Re: HTML question (off topic)

From: Harvey Newstrom (mail@HarveyNewstrom.com)
Date: Mon Jan 22 2001 - 09:00:41 MST


"Emlyn" <emlyn@one.net.au> wrote,
>I don't think all this hand-coding advice is helping Barbara all that much;
>I get the impression that she is not a super html geek. No shame there.

Good point.

The key is to use a validator to detect errors. Use
<http://validator.w3.org/> for checking HTML. Use
<http://jigsaw.w3.org/css-validator/> for checking CSS. Use
<http://validator.w3.org/checklink> for checking links. (Use all
three!)

Most web-page problems are caused by bad syntax. Microsoft is famous
for writing bad code. If you use a tool to generate your pages, at
lease proof-read them for errors using one of the above tools. The
standards for CSS, which Microsoft ignores, requires each statement
to be error-free.
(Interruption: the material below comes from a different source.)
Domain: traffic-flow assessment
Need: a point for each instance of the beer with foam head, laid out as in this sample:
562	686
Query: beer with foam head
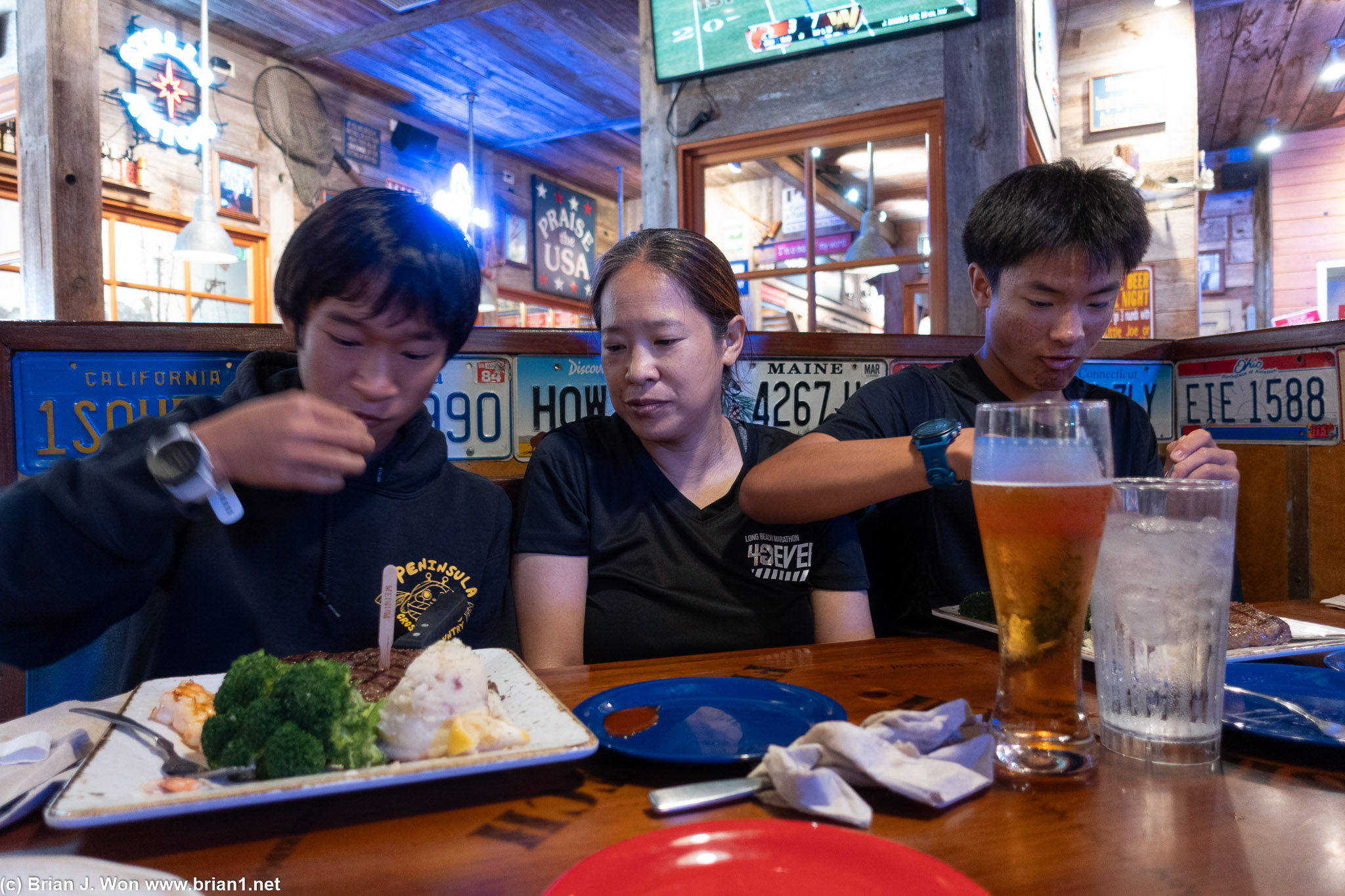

If there is an error on any part, the browser
should ignore the entire thing. Microsoft ignores this rule, so a
lot of their stuff seems to work 90% even if it has errors. Netscape
follows the rules and will ignore many style directives because of a
single error in one.

Another gotcha is that the standards require units (of pixels,
inches, ems, or something) for every value. Microsoft likes to put
these without units which their own product interpret. All
non-Microsoft products ignore these invalid dimensions, so stuff that
works in Microsoft fails for everybody else. At the very minimum,
you will have to stick "px" for pixels after every height, width or
positioning statement that Microsoft generates or the page will turn
into garbage for everybody else.

One last point. Don't read your HTML code back into Microsoft
products after you have fixed them. Microsoft Word, for example,
pays no attention to the HTML syntax but translates it to Word and
then back to HTML again when you save. You will lose any corrections
you have made, any formatting in your document, and anything Word
doesn't understand it simply deletes. I.E., loading an HTML page
into Word and then saving it without changing anything will radically
re-write and destroy your HTML. Even if you don't edit anything,
your saved file won't look anything like your original file. Just
using Word as a viewer destroys the original.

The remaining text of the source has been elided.